Por Lucas Miguel Gnigler, sócio e diretor de projetos da 8R Negócios e diretor de Inovação do Sistema LIDE SC e RS.

Estive no Web Summit Lisboa pela primeira vez em 2018. O mundo mudou, eu e você mudamos, mas o Web Summit nem tanto, apesar de ter dobrado o número de participantes (mais de 70 mil este ano). O evento segue no mesmo local, com a mesma duração, o mesmo formato de conteúdo e milhares de startups buscando clientes e investidores. E por que haveria de mudar?

Não vou entrar nas tendências tecnológicas apresentadas no evento – até porque eu nem seria o especialista indicado para esta tarefa. Mas acho que posso esboçar algumas reflexões sobre o novo momento do evento presencial global, e os pontos de atenção e as oportunidades relacionadas à postura comercial e o posicionamento de quem participa e faz o evento acontecer.

1A reconfiguração das palestras – e especialmente dos painéis

O Youtube nos deixou mal acostumados: por que eu vou alocar tempo sentado numa plenária se todo o conteúdo que importa está online, para eu assistir quando eu quiser em casa, com o cachorro no colo?

Assistir ao vivo se tornou mais uma experiência de fã. Ou de quem quer dizer (e postar, claro) que viu ao vivo tal conteúdo. Em 2018, eu assisti muitas palestras. Por exemplo, vi o megainvestidor Ray Dalio conversando sobre estratégia com o Garry Kasparov, lenda do xadrez. Eu sentei no chão, em frente ao palco, deslumbrado.

Isso é outra coisa que se percebe: conforme você vai ficando calejado em eventos, as interações são priorizadas em relação ao conteúdo. O que se vê, nesse sentido, são dois perfis de público no evento: um mais orientado para o conteúdo, e outro que pensa no evento como a oportunidade de estreitar relacionamentos e, quem sabe, fazer alguma venda. E esse é o próximo ponto.

2- Predisposição para abordar e ser abordado

Quem está na chuva é para se molhar. As pessoas vão ao evento em busca das interações. Ou seja: é realmente um local onde as conversas são diferentes do usual. Você vai encontrar pessoas à disposição para tomar um café: algo raro na caótica rotina de trabalho moderna. Na vida real, conseguir um espacinho na agenda de alguém importante para o seu negócio é uma vitória: já no Web Summit, é relativamente simples.
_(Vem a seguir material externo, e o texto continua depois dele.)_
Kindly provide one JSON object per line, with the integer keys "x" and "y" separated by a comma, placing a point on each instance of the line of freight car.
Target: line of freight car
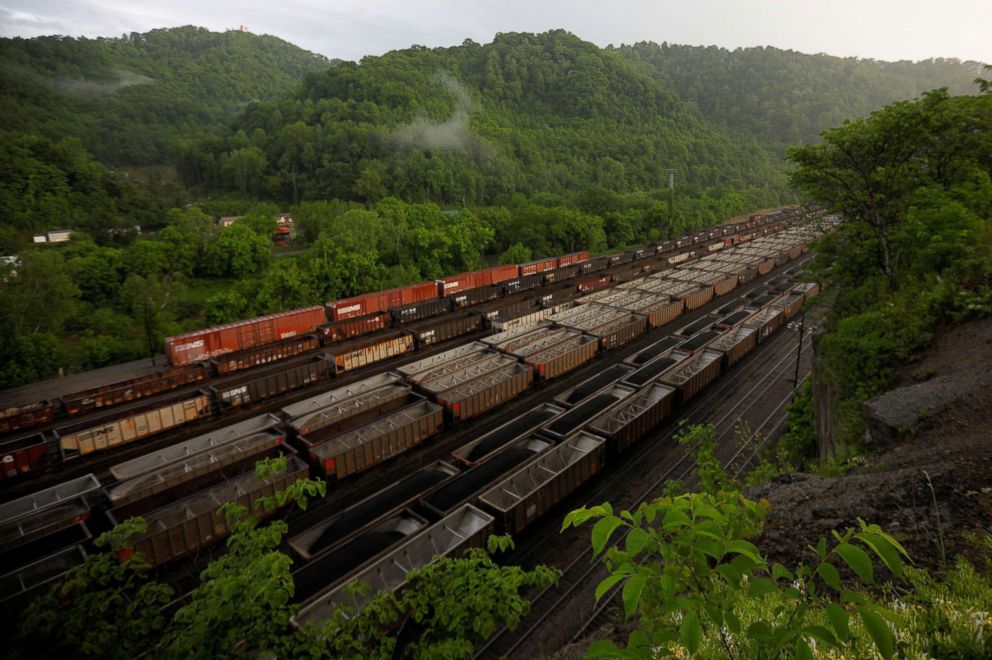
{"x": 350, "y": 356}
{"x": 252, "y": 344}
{"x": 535, "y": 475}
{"x": 149, "y": 417}
{"x": 694, "y": 375}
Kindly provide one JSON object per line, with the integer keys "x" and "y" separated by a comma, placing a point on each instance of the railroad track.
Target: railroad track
{"x": 442, "y": 445}
{"x": 577, "y": 572}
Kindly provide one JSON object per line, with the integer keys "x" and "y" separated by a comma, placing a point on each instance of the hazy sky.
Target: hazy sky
{"x": 349, "y": 29}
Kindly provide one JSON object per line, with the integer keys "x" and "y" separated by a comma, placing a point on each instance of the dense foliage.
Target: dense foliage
{"x": 529, "y": 146}
{"x": 110, "y": 607}
{"x": 526, "y": 114}
{"x": 128, "y": 99}
{"x": 782, "y": 97}
{"x": 914, "y": 185}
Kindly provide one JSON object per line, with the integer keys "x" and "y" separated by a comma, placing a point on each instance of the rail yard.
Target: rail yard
{"x": 438, "y": 414}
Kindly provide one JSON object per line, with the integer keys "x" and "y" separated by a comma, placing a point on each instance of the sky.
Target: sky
{"x": 351, "y": 29}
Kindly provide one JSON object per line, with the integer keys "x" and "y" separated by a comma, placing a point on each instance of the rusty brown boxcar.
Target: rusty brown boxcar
{"x": 477, "y": 396}
{"x": 129, "y": 424}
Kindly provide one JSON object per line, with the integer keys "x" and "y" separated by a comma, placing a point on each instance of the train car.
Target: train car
{"x": 533, "y": 490}
{"x": 255, "y": 387}
{"x": 364, "y": 351}
{"x": 576, "y": 418}
{"x": 635, "y": 417}
{"x": 130, "y": 390}
{"x": 166, "y": 482}
{"x": 196, "y": 522}
{"x": 488, "y": 445}
{"x": 267, "y": 354}
{"x": 403, "y": 494}
{"x": 693, "y": 374}
{"x": 356, "y": 326}
{"x": 132, "y": 424}
{"x": 22, "y": 455}
{"x": 590, "y": 386}
{"x": 418, "y": 311}
{"x": 348, "y": 407}
{"x": 365, "y": 447}
{"x": 380, "y": 301}
{"x": 330, "y": 567}
{"x": 573, "y": 258}
{"x": 208, "y": 343}
{"x": 37, "y": 524}
{"x": 486, "y": 277}
{"x": 487, "y": 392}
{"x": 538, "y": 266}
{"x": 464, "y": 488}
{"x": 436, "y": 331}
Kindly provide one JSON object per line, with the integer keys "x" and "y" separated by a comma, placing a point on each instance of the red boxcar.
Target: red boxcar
{"x": 205, "y": 344}
{"x": 477, "y": 279}
{"x": 22, "y": 455}
{"x": 593, "y": 283}
{"x": 380, "y": 301}
{"x": 350, "y": 328}
{"x": 572, "y": 259}
{"x": 538, "y": 266}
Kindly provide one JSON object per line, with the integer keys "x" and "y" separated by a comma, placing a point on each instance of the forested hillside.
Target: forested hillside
{"x": 129, "y": 98}
{"x": 527, "y": 114}
{"x": 782, "y": 97}
{"x": 543, "y": 144}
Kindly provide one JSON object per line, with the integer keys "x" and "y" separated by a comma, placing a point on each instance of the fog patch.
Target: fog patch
{"x": 122, "y": 78}
{"x": 453, "y": 135}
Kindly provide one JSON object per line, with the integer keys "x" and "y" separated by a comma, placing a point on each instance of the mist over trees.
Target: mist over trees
{"x": 409, "y": 166}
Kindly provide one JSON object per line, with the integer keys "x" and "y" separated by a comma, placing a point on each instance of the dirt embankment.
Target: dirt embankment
{"x": 928, "y": 478}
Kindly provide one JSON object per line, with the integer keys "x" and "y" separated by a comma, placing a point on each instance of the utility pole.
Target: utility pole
{"x": 799, "y": 349}
{"x": 671, "y": 202}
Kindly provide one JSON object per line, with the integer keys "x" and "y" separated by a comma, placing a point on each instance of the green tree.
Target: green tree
{"x": 516, "y": 254}
{"x": 237, "y": 252}
{"x": 689, "y": 574}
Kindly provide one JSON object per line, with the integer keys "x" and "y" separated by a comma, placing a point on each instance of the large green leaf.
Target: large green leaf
{"x": 838, "y": 619}
{"x": 858, "y": 560}
{"x": 879, "y": 631}
{"x": 828, "y": 572}
{"x": 885, "y": 551}
{"x": 742, "y": 547}
{"x": 691, "y": 632}
{"x": 632, "y": 591}
{"x": 637, "y": 538}
{"x": 602, "y": 531}
{"x": 607, "y": 584}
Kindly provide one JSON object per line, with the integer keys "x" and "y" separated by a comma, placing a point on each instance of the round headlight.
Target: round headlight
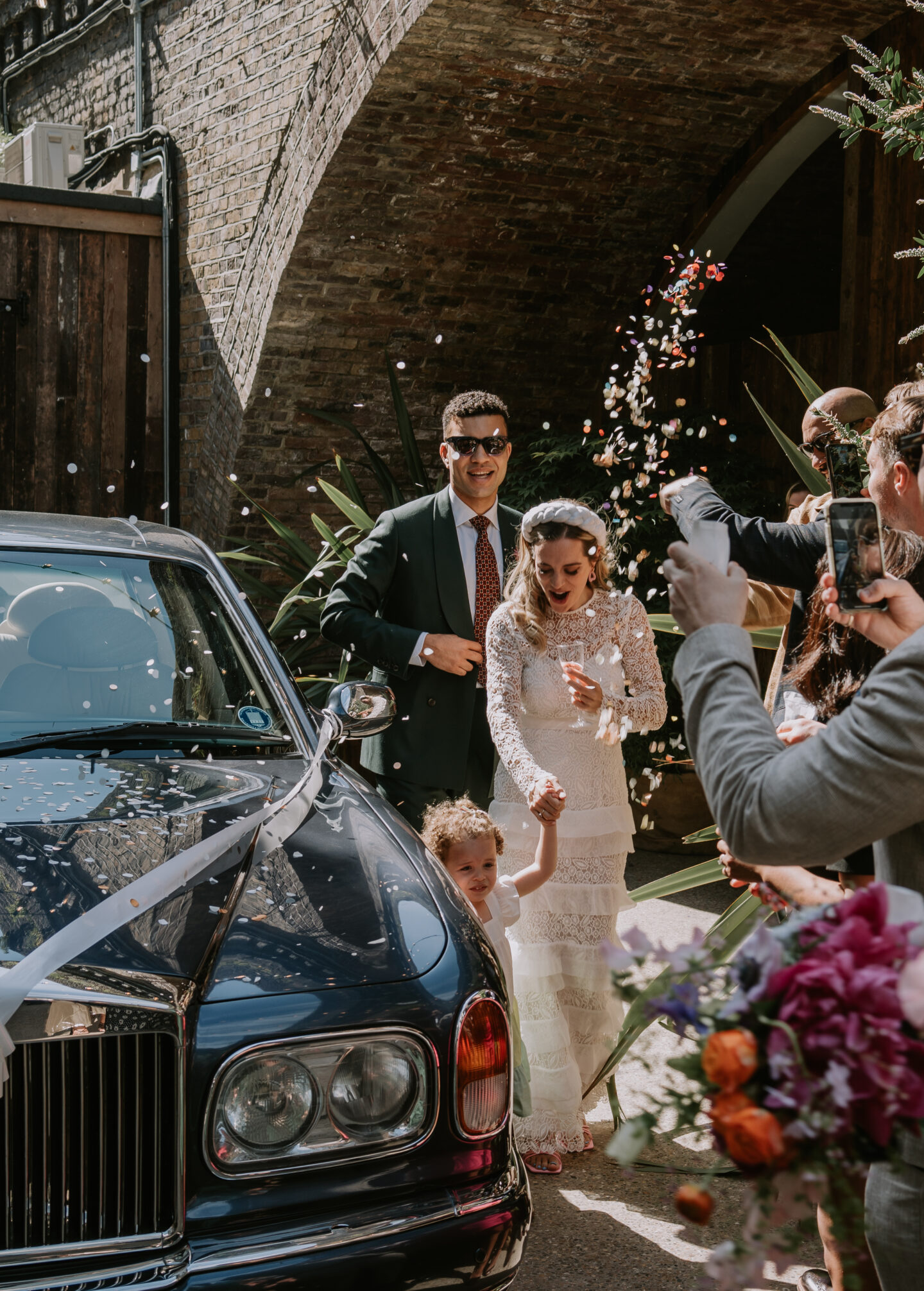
{"x": 269, "y": 1102}
{"x": 373, "y": 1089}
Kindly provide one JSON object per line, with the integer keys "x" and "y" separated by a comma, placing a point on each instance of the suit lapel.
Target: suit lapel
{"x": 449, "y": 569}
{"x": 509, "y": 524}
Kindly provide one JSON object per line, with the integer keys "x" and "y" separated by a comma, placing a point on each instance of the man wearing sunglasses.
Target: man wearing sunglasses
{"x": 861, "y": 783}
{"x": 778, "y": 556}
{"x": 415, "y": 602}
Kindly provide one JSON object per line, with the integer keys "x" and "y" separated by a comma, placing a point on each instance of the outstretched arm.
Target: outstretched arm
{"x": 820, "y": 799}
{"x": 771, "y": 552}
{"x": 546, "y": 860}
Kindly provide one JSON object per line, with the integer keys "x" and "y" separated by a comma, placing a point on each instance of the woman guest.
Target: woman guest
{"x": 572, "y": 668}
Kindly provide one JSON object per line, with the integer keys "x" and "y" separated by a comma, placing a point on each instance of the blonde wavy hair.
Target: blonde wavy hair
{"x": 523, "y": 593}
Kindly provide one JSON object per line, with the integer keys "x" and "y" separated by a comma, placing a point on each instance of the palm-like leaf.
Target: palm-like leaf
{"x": 732, "y": 927}
{"x": 811, "y": 478}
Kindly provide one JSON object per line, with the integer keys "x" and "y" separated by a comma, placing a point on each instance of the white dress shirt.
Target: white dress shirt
{"x": 468, "y": 537}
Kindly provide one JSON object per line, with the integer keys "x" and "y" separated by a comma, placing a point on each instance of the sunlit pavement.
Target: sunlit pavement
{"x": 597, "y": 1227}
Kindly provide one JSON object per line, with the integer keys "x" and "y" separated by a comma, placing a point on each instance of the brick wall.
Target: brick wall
{"x": 502, "y": 175}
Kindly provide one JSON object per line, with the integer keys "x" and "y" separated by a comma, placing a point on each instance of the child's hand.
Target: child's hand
{"x": 546, "y": 799}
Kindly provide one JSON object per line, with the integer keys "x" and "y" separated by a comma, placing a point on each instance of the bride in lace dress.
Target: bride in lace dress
{"x": 559, "y": 594}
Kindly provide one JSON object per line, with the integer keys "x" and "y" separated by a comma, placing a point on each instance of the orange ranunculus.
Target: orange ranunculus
{"x": 730, "y": 1059}
{"x": 695, "y": 1204}
{"x": 726, "y": 1106}
{"x": 754, "y": 1138}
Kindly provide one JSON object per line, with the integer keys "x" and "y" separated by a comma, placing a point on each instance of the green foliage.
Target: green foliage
{"x": 288, "y": 579}
{"x": 896, "y": 114}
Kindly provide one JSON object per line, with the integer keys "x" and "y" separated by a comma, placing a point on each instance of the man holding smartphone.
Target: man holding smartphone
{"x": 860, "y": 783}
{"x": 778, "y": 554}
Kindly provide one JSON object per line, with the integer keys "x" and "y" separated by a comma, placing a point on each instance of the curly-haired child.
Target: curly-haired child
{"x": 468, "y": 842}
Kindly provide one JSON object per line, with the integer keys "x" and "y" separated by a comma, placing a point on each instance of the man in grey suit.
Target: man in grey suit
{"x": 415, "y": 602}
{"x": 860, "y": 782}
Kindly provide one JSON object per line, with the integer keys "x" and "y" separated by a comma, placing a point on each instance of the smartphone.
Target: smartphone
{"x": 855, "y": 549}
{"x": 844, "y": 470}
{"x": 710, "y": 542}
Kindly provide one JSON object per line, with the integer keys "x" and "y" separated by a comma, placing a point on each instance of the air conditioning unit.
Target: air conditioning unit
{"x": 44, "y": 155}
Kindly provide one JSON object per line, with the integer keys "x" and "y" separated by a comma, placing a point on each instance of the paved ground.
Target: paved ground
{"x": 598, "y": 1228}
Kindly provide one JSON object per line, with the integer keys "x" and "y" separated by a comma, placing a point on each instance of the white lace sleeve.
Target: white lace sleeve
{"x": 644, "y": 709}
{"x": 504, "y": 647}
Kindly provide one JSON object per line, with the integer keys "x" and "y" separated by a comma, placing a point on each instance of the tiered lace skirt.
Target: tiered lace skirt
{"x": 568, "y": 1014}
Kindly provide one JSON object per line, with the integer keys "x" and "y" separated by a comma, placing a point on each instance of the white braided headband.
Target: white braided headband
{"x": 564, "y": 513}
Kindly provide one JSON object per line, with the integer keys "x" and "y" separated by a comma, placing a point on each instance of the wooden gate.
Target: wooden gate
{"x": 81, "y": 362}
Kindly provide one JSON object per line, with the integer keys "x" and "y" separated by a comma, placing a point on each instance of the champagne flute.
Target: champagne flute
{"x": 572, "y": 653}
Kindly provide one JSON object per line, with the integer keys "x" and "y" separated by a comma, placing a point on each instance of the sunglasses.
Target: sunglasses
{"x": 466, "y": 445}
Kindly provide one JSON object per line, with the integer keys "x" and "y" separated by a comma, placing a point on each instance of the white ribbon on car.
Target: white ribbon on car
{"x": 275, "y": 823}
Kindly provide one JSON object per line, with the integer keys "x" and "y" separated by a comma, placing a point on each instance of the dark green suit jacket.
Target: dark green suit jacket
{"x": 407, "y": 577}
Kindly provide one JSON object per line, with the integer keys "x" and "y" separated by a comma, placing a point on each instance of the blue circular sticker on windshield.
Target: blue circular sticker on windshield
{"x": 255, "y": 718}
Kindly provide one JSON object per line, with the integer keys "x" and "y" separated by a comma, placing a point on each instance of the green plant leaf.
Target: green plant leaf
{"x": 733, "y": 927}
{"x": 703, "y": 835}
{"x": 811, "y": 478}
{"x": 349, "y": 481}
{"x": 412, "y": 454}
{"x": 336, "y": 544}
{"x": 810, "y": 388}
{"x": 763, "y": 638}
{"x": 391, "y": 493}
{"x": 697, "y": 876}
{"x": 354, "y": 513}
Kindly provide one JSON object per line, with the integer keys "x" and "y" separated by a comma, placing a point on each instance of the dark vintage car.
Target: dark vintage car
{"x": 296, "y": 1069}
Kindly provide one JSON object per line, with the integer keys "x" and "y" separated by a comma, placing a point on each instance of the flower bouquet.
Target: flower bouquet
{"x": 810, "y": 1065}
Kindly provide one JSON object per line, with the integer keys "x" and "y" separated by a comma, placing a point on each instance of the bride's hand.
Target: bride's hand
{"x": 586, "y": 694}
{"x": 546, "y": 798}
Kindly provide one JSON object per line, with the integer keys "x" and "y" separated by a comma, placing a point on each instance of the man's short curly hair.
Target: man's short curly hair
{"x": 457, "y": 821}
{"x": 473, "y": 403}
{"x": 894, "y": 421}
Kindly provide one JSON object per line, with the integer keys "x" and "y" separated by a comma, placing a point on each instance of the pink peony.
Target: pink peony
{"x": 911, "y": 992}
{"x": 843, "y": 1004}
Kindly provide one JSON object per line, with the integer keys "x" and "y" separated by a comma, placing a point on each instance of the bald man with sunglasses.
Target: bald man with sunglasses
{"x": 415, "y": 602}
{"x": 781, "y": 558}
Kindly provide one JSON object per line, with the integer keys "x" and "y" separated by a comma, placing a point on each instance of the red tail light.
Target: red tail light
{"x": 482, "y": 1068}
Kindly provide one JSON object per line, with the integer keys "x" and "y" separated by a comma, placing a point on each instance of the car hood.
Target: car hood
{"x": 338, "y": 904}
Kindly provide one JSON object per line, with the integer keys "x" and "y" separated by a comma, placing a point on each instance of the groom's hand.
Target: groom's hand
{"x": 450, "y": 654}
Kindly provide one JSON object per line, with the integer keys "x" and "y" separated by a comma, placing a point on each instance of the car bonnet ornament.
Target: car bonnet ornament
{"x": 275, "y": 823}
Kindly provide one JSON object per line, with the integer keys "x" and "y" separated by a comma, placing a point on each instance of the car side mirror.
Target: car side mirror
{"x": 361, "y": 709}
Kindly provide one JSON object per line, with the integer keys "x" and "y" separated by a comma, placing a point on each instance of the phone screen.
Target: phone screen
{"x": 846, "y": 470}
{"x": 855, "y": 551}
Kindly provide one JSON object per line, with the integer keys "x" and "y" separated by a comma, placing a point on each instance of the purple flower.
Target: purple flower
{"x": 681, "y": 1005}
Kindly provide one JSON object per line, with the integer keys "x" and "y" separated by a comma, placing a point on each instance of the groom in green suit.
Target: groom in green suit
{"x": 415, "y": 602}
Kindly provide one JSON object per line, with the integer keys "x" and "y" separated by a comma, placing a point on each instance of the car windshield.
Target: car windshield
{"x": 98, "y": 640}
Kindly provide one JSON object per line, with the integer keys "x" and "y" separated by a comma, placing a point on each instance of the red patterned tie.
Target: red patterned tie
{"x": 487, "y": 586}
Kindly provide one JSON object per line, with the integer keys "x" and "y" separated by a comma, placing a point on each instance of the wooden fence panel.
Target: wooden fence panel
{"x": 81, "y": 379}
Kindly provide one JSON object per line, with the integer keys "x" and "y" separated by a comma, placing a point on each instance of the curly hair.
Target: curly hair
{"x": 473, "y": 403}
{"x": 457, "y": 821}
{"x": 523, "y": 592}
{"x": 898, "y": 418}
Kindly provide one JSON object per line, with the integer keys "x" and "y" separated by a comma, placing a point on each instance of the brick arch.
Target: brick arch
{"x": 362, "y": 38}
{"x": 509, "y": 184}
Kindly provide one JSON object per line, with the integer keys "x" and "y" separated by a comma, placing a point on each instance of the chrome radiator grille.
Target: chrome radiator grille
{"x": 89, "y": 1149}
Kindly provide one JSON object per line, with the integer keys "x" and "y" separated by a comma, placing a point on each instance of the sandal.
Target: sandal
{"x": 528, "y": 1157}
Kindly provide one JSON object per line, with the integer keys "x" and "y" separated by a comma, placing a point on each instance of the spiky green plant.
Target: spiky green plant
{"x": 288, "y": 579}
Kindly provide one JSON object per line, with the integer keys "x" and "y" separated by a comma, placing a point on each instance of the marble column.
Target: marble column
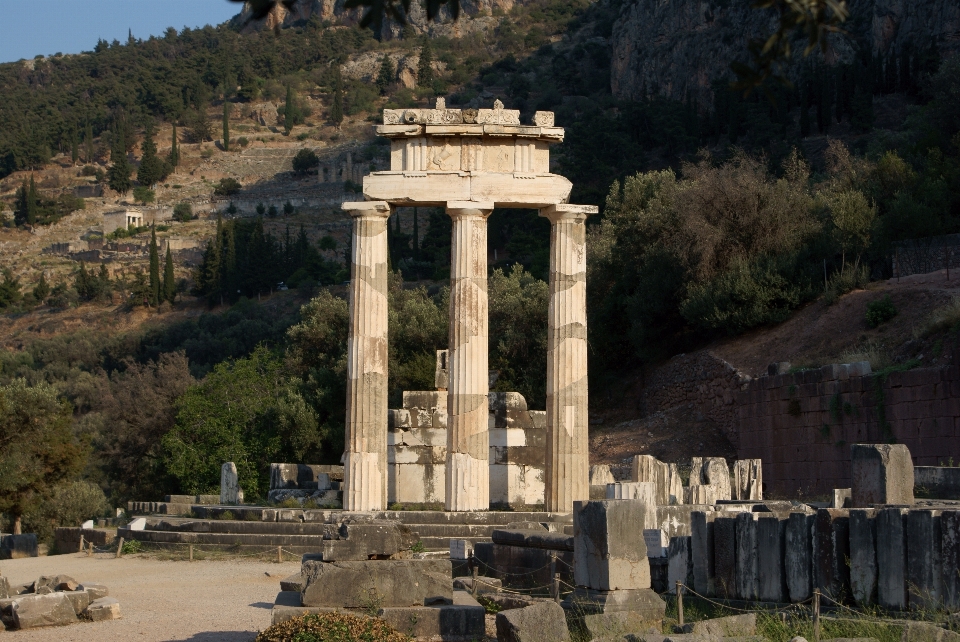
{"x": 365, "y": 456}
{"x": 468, "y": 443}
{"x": 568, "y": 464}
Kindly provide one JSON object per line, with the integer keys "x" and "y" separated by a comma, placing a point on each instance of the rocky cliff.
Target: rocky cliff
{"x": 474, "y": 15}
{"x": 678, "y": 48}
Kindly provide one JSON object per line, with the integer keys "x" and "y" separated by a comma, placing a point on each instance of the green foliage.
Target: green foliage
{"x": 37, "y": 447}
{"x": 143, "y": 195}
{"x": 227, "y": 187}
{"x": 305, "y": 160}
{"x": 880, "y": 311}
{"x": 246, "y": 412}
{"x": 183, "y": 212}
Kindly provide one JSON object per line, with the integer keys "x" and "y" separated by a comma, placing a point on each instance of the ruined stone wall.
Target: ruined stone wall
{"x": 802, "y": 425}
{"x": 702, "y": 379}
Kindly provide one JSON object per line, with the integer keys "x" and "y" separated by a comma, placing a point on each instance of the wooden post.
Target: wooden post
{"x": 679, "y": 603}
{"x": 816, "y": 615}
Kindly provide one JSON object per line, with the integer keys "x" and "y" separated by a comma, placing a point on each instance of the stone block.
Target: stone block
{"x": 608, "y": 540}
{"x": 798, "y": 556}
{"x": 292, "y": 583}
{"x": 618, "y": 624}
{"x": 701, "y": 543}
{"x": 863, "y": 556}
{"x": 725, "y": 556}
{"x": 106, "y": 608}
{"x": 891, "y": 525}
{"x": 747, "y": 563}
{"x": 543, "y": 622}
{"x": 924, "y": 559}
{"x": 33, "y": 611}
{"x": 748, "y": 479}
{"x": 680, "y": 564}
{"x": 881, "y": 474}
{"x": 657, "y": 542}
{"x": 18, "y": 546}
{"x": 96, "y": 591}
{"x": 731, "y": 626}
{"x": 950, "y": 549}
{"x": 395, "y": 582}
{"x": 771, "y": 537}
{"x": 831, "y": 552}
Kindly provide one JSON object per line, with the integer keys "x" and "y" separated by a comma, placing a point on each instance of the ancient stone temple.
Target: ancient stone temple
{"x": 467, "y": 161}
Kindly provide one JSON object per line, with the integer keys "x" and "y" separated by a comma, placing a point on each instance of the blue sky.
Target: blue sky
{"x": 34, "y": 27}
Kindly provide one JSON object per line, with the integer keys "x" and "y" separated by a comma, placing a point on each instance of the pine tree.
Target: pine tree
{"x": 169, "y": 283}
{"x": 42, "y": 290}
{"x": 425, "y": 66}
{"x": 174, "y": 150}
{"x": 386, "y": 76}
{"x": 119, "y": 172}
{"x": 154, "y": 269}
{"x": 226, "y": 125}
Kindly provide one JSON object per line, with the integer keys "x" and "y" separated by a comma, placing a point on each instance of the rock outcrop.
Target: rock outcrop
{"x": 678, "y": 49}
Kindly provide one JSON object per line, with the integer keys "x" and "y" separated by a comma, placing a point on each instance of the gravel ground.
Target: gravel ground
{"x": 202, "y": 601}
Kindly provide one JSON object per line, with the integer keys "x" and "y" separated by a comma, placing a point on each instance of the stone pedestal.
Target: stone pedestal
{"x": 567, "y": 441}
{"x": 365, "y": 456}
{"x": 468, "y": 447}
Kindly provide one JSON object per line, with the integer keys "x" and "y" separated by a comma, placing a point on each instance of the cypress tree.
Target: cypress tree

O perigo, em função dessa facilidade, são as abordagens em série. Empreendedores tentando desesperadamente marcar conversas com você pelo aplicativo do evento, nas quais eles precisam de alguns minutos da sua atenção para você ouvir o pitch já repetido à exaustão. Perceba o drama, leitor: todo mundo abordando da mesma forma. Quem somos, nossos clientes, as “dores” que resolvemos. Esse discurso comoditizado, no entanto, é uma oportunidade de se diferenciar – e conversar com as pessoas de uma forma mais interessada e generosa.

Outra cena curiosa que acontece lá: a sua startup consegue um espaço para expor no Web Summit. O indivíduo passa pelo seu mini estande, e até finge certo interesse no seu pitch – mas o que ele quer é vender também. Logo, é ele quem está declamando um discurso ensaiado. São as técnicas da venda simples mal adaptadas ao complexo cenário da venda de soluções B2B – o próximo ponto.

3- Aumento das vagas em vendas: um sintoma

Em uma agenda paralela visitei um hub de startups de Lisboa. Lá fui surpreendido (ou nem tanto) com a apresentação de um gráfico, que basicamente mostrava que até alguns anos atrás as startups portuguesas contratavam mais desenvolvedores, e que agora a maioria das vagas são na área comercial.

Levantei a mão e pedi a palavra, com a fé abalada, como Pedro indo até Cristo, e comentei o que me parece óbvio: esse dado é um sintoma. A solução foi desenvolvida, e agora precisamos que ela seja vendida. Então se paga um pequeno salário e uma comissão irrisória para um vendedor junior e espera-se que ele resolva o problema. Especialmente em startups em estágio inicial, quem vende é o dono, o sócio, o founder. Quem vende é o brilho no olho que só o pai da criança tem.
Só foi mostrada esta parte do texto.